В те времена многие московские дома обогревались такими печами, так что само по себе это сооружение не представляло никакой диковины. Она была выложена белыми скользкими изразцами, как все ее родственницы-«голландки», и стройно возвышалась посредине внутренней стены, украшенная только карнизом да медной дверцей топки.
За углом печки стояла моя кровать. Вечером, когда собирались взрослые, меня еще отгораживали маленькой ширмой, и тогда получался уютный полутемный закуток, в котором я был всемогущим властелином.
«Голландка», конечно, была привычным, но все-таки и самым заметным, и самым главным, и, наверное, самым достойным предметом нашего дома.
В одно прекрасное утро я мимоходом взглянул на печку и остолбенел. Несколько квадратиков ее передней стенки превратились в забавные яркие картинки. Это было тем более поразительно для детского воображения, что мне и моим приятелям постоянно попадало за испачканные разными способами изразцы.
Рисунки чудесным образом преобразили комнату. Серьезная настоящая печка как-то сразу превратилась в игрушечную, обрела иной смысл и назначение.
То, что накануне вечером, в собрании взрослых, было веселой ливановской шуткой, стало для меня и для всех моих друзей событием незабываемым, из ряда вон выходящим.
Однако тем дело не кончилось – главный удар Ливанова был впереди.
Через несколько часов, когда я уже собрал всех ребят двора на вернисаж, в комнате неожиданно появился огромный дядька с красками и кистями в руках. Сомнений не могло быть, и мы разом, не переглядываясь, поняли, что это – Он.

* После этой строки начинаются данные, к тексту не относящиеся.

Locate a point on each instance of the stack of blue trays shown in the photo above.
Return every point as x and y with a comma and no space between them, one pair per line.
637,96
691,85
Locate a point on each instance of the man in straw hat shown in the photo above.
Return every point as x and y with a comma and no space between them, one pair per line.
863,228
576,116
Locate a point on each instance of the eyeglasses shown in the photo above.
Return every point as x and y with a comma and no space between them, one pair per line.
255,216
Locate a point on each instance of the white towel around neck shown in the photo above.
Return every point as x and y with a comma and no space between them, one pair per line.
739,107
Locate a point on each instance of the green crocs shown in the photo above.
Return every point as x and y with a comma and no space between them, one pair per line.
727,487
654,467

А Он, мгновенно угадав свою роль и значение всего происходящего, тут же, не нарушив гробового молчания, мазанул яркой краской по чистой глазурованной поверхности.

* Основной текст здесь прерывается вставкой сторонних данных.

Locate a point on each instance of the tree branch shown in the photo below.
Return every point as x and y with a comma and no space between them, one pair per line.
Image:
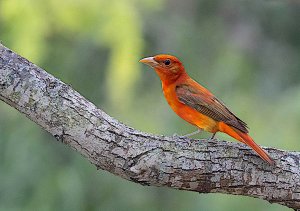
201,166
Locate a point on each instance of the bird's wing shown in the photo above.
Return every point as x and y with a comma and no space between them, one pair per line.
206,103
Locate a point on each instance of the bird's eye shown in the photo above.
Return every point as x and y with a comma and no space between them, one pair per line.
167,62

На наших глазах белая плоскость печки стала превращаться в веселую цветную галерею. Захлебываясь от радости, мы наперебой подсказывали темы, а Он, уже стоя на коленях и, кажется, ликуя не меньше нашего, с упоением заполнял изразцы новыми и новыми рисунками.
С того дня нашу печку перестали мыть, и даже взрослые заходили специально, как в музей, посмотреть на нее.
Вот и вся история.
Теперь несколько слов, которые я могу прибавить к этому сегодня, скатившись на пятьдесят ступенек вниз от тех прекрасных лет.

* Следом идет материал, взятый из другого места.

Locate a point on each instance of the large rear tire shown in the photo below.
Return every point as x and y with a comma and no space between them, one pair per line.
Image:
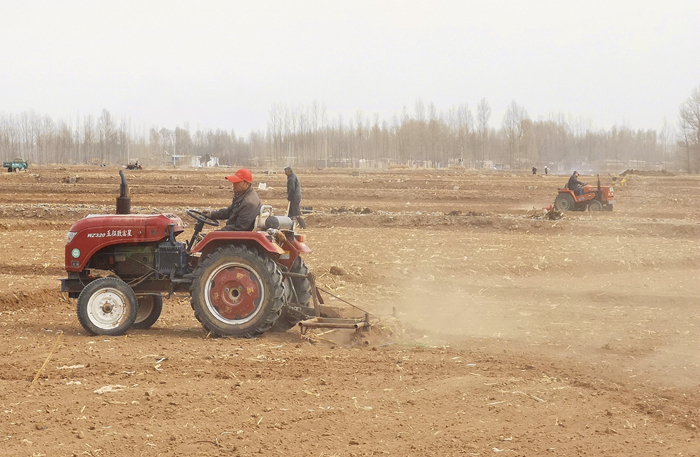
237,292
150,307
297,297
107,306
564,202
595,205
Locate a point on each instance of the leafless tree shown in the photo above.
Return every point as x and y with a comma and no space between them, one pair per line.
689,130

Мне кажется, что в том первом бессловесном явлении Ливанова, как в фантастической пантомиме, по-своему было обозначено всё, чем он всегда отличался и как артист и как человек.
Тот же открытый, озорной темперамент, заложенный в самой натуре, артистизм, неожиданность проявления и детская, ничем и ничуть не прикрытая радость творчества, это особое упоение самим процессом создания, что бы он ни делал – готовил роль, рисовал, режиссировал или просто разыгрывал приятеля.
Внутреннее ощущение приподнятости, вдохновения, значительности каждого момента творчества пронизывает все лучшие роли, сцены, кадры Ливанова.
Именно это незримо роднит, казалось бы, совсем несовместимые вещи – трагическую напряженность, замкнутость Соленого и открытую неудержимо бьющую энергию Ноздрева, смерть Егора Булычева и удаль революционного матроса.
Кажется, ну как далеко должны расходиться концы этих противоположных ролей, но они связывались и многие годы благополучно существовали в одном живом даровании Бориса Ливанова.
И начни я снова от печки или от любого сыгранного им эпизода, при всей несхожести все будет ярко окрашено и как-то особенно надежно обеспечено его неповторимой, насквозь артистической натурой.